March 2, 2011 -- The United States is nearly ten years into the war in Afghanistan and has been at war in Iraq since 2003. But while there are thousands of American soldiers, most of them young, overseas and on the front lines, most Americans are barely affected.
Sixty percent of Americans, according to an ABC News/Washington Post Poll last year don't even think the war was forth fighting.
But for the men and women in the military, war is the top issue every single day.
That is why a line in the fine piece by Greg Jaffe in The Washington Post just kills me:
"I then did the most difficult thing I've done in my life. I walked upstairs, woke Karen to the news and broke her heart."
The man speaking is Lt. Gen. John Kelly of the U.S. Marine Corps. He is telling the reporter about the morning he received word that his "boy," 29-year-old Robert, was killed in Afghanistan. Karen is Lt. Gen. Kelly's wife and Robert's mother.

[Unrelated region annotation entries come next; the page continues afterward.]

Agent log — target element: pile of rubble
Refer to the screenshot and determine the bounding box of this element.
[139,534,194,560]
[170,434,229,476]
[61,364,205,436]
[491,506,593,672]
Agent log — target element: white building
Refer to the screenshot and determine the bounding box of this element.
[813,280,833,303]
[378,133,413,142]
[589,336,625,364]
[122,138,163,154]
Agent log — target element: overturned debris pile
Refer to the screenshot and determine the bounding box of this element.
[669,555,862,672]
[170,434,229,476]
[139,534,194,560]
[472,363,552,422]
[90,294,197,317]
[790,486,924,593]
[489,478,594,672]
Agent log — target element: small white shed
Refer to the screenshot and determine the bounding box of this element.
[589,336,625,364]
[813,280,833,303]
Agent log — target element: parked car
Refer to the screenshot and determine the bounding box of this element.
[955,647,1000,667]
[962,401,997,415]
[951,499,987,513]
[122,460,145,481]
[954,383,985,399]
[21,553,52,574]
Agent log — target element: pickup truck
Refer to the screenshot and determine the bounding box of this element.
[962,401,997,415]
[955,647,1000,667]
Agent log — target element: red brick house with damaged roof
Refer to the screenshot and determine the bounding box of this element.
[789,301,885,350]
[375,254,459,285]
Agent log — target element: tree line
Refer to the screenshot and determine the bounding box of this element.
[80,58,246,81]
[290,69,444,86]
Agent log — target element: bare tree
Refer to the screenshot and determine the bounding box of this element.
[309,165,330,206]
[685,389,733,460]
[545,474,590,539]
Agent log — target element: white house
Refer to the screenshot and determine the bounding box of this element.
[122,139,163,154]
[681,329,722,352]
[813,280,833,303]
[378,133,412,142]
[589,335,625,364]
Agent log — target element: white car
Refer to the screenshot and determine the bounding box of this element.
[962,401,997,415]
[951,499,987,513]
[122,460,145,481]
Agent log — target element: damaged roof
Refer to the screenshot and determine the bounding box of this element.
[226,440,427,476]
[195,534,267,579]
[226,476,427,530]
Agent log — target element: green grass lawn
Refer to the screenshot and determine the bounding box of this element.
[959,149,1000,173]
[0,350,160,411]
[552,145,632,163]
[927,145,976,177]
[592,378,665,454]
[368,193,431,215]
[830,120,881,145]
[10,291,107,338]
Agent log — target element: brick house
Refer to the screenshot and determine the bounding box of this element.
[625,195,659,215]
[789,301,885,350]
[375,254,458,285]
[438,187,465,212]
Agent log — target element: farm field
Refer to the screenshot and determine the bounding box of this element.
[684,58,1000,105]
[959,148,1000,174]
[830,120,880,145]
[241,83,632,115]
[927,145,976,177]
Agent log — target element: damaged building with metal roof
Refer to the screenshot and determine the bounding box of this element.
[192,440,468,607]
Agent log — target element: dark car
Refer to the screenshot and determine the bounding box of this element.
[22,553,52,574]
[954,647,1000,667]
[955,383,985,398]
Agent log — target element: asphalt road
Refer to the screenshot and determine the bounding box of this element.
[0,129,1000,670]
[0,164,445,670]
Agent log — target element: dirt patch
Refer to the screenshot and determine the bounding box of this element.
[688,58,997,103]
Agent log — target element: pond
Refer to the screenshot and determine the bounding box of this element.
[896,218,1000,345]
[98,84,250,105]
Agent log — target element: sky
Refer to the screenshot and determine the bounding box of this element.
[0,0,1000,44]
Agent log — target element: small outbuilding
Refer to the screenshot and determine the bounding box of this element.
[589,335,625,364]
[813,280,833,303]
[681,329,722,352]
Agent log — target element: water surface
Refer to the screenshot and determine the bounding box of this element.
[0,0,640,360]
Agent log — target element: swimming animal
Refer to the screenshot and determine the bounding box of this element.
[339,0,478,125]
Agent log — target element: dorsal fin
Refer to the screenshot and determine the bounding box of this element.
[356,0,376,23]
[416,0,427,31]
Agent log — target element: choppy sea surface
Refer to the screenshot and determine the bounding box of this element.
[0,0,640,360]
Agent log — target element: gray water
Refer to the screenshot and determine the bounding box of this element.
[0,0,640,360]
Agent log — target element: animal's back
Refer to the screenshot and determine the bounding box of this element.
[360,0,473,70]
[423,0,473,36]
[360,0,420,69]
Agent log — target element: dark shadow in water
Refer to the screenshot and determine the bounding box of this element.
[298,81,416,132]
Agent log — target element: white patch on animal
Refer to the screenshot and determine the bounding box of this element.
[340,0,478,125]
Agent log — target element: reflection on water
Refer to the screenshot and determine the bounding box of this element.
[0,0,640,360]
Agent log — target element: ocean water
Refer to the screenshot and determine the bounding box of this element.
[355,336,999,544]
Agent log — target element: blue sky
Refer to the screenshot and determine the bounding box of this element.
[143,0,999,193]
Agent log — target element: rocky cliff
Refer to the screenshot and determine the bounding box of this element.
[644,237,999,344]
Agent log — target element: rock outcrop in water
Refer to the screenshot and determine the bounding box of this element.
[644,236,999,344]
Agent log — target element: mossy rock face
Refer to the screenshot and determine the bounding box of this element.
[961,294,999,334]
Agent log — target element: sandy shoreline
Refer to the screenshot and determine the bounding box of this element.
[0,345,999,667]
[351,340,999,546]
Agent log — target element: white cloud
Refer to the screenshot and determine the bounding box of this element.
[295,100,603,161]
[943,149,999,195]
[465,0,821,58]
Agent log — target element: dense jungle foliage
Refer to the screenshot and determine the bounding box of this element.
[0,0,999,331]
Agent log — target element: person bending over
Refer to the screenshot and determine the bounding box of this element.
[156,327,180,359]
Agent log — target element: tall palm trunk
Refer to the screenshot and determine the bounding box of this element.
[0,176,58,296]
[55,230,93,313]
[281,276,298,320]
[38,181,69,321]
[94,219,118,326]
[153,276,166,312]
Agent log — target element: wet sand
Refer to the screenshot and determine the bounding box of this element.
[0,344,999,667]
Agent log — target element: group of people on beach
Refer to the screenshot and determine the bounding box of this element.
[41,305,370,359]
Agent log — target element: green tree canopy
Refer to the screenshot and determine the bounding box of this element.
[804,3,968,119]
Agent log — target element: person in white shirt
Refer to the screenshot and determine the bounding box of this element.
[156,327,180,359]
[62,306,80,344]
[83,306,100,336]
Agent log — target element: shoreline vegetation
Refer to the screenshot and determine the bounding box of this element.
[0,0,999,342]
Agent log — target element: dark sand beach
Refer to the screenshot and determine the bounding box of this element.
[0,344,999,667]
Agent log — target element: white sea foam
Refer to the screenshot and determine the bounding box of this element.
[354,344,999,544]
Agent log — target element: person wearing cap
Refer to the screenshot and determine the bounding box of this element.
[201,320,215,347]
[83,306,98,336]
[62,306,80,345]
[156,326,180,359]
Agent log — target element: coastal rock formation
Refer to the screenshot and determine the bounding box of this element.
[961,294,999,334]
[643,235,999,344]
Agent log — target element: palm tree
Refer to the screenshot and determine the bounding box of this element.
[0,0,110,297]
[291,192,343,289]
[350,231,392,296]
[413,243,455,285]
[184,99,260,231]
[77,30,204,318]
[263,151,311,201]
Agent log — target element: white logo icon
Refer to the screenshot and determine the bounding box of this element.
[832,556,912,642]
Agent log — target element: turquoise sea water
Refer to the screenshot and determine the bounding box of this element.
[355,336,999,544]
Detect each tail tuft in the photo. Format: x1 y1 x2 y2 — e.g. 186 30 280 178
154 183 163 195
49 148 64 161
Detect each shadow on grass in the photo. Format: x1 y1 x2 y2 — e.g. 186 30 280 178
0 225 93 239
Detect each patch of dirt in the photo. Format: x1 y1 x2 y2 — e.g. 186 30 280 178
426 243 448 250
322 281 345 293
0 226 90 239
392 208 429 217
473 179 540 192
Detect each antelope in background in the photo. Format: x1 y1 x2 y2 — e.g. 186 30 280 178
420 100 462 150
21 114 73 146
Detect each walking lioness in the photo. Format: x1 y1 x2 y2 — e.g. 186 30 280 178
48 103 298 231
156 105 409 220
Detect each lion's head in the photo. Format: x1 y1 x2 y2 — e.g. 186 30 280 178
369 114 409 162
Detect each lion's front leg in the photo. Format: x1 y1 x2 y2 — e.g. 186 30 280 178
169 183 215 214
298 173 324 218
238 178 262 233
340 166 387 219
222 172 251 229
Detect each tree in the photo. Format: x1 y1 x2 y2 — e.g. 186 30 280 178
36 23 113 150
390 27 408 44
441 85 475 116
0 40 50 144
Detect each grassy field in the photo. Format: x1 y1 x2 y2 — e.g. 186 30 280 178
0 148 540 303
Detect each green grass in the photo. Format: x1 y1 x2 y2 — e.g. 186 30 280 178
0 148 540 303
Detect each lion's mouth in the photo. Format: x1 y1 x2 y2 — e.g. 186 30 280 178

Can you imagine? Probably not. As Kelly himself points out, fewer than one percent of Americans are serving in uniform despite the fact we have been at war now in Afghanistan for nearly ten years.
This story hit me especially hard today because I had just spoken to a group of senior military officers and their spouses about how Americans do not seem to be engaged in these wars at all, and that the gap between civilians and the military is growing every day.
But Gen. Kelly and his wife only shared their story to help others understand what military families go through, and hope that Americans pay attention.
"We are only one of 5,500 American families who have suffered the loss of a child in this war," Kelly told the Post. "The death of my boy simply cannot be made to seem any more tragic than the others."